Complex numbers can be represented in polar form as \( z = r(\cos(\theta) + i \sin(\theta)) \). This format might seem complex at first but when broken down, is actually quite simple.
The polar form expresses a complex number using two parameters:

• Magnitude \( r \): the distance of the complex number from the origin.
• Angle \( \theta \): the direction from the positive x-axis, measured in radians.

In this representation:- \( r \) is the modulus, calculated as \( \sqrt{x^2 + y^2} \) for a complex number \( z = x + yi \).- \( \theta \) is the argument, derived from \( \tan^{-1}(\frac{y}{x}) \).
For our given complex numbers, \( z_1 = 22(\cos(\frac{11\pi}{18}) + i \sin(\frac{11\pi}{18})) \) and \( z_2 = 11(\cos(\frac{5\pi}{18}) + i \sin(\frac{5\pi}{18})) \), both are conveniently presented in polar form which simplifies the operation tasks we will perform on them.

Now, let's focus on transforming complex numbers from polar to rectangular form. The rectangular or Cartesian form is expressed as \( z = x + yi \), where:

• \( x \) is the real part
• \( y \) is the imaginary part

The conversion from polar to rectangular relies on basic trigonometry:\[ x = r \cos(\theta)\]\[ y = r \sin(\theta)\]For example, we found \( z = 2( \cos(\frac{\pi}{3}) + i \sin(\frac{\pi}{3})) \). Using the set angles \( \cos(\frac{\pi}{3}) = \frac{1}{2} \) and \( \sin(\frac{\pi}{3}) = \frac{\sqrt{3}}{2} \), we can easily translate the polar form to:\[ z = 2 \left( \frac{1}{2} + i \frac{\sqrt{3}}{2} \right) = 1 + i\sqrt{3}\]Expressing the number in rectangular form helps in performing arithmetic operations like addition and subtraction.

Dividing complex numbers might seem daunting, but it's straightforward with the polar form. The division of two complex numbers in polar form is achieved by dividing their magnitudes and subtracting their angles:
\[ \frac{z_1}{z_2} = \frac{r_1}{r_2} \left( \cos(\theta_1 - \theta_2) + i \sin(\theta_1 - \theta_2) \right)\]Here's the breakdown:

• Divide the magnitudes: \( \frac{r_1}{r_2} \). Example: \( \frac{22}{11} = 2 \).
• Subtract the angles: \( \theta_1 - \theta_2 \). Example: \( \frac{11\pi}{18} - \frac{5\pi}{18} = \frac{6\pi}{18} = \frac{\pi}{3} \).

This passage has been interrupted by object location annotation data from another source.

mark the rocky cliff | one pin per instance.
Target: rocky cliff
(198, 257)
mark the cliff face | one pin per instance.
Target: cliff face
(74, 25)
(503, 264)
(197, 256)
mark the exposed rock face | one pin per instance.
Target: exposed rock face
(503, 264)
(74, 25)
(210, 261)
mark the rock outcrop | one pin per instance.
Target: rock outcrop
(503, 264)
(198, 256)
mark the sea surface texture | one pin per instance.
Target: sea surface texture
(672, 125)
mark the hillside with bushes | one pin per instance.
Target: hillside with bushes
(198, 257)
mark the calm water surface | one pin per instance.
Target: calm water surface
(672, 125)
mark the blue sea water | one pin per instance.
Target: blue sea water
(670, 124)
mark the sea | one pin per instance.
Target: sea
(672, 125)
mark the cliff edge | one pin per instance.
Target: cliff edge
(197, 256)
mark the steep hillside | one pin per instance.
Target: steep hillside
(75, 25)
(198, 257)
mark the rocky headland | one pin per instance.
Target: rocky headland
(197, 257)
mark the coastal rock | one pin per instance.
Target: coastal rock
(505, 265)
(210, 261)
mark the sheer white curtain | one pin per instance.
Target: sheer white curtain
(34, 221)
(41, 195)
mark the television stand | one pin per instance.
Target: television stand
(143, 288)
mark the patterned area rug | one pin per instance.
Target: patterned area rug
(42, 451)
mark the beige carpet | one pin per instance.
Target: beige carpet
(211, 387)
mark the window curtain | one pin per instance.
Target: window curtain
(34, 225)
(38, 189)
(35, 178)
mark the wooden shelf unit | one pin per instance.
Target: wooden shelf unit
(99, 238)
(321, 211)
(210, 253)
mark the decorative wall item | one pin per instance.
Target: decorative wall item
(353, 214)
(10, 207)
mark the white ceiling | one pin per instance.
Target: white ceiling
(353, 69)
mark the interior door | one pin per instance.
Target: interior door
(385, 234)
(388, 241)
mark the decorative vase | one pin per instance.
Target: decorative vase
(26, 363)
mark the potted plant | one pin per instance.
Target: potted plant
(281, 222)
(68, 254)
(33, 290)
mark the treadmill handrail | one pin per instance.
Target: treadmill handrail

This yields the result in polar form, making it simple to convert back to rectangular form if needed. The end product here becomes easy to apply in various mathematical problems or when performing complex analysis.
This method simplifies calculations as there's no direct need to handle the expansions and conjugate multiplications you'd face when using rectangular form directly.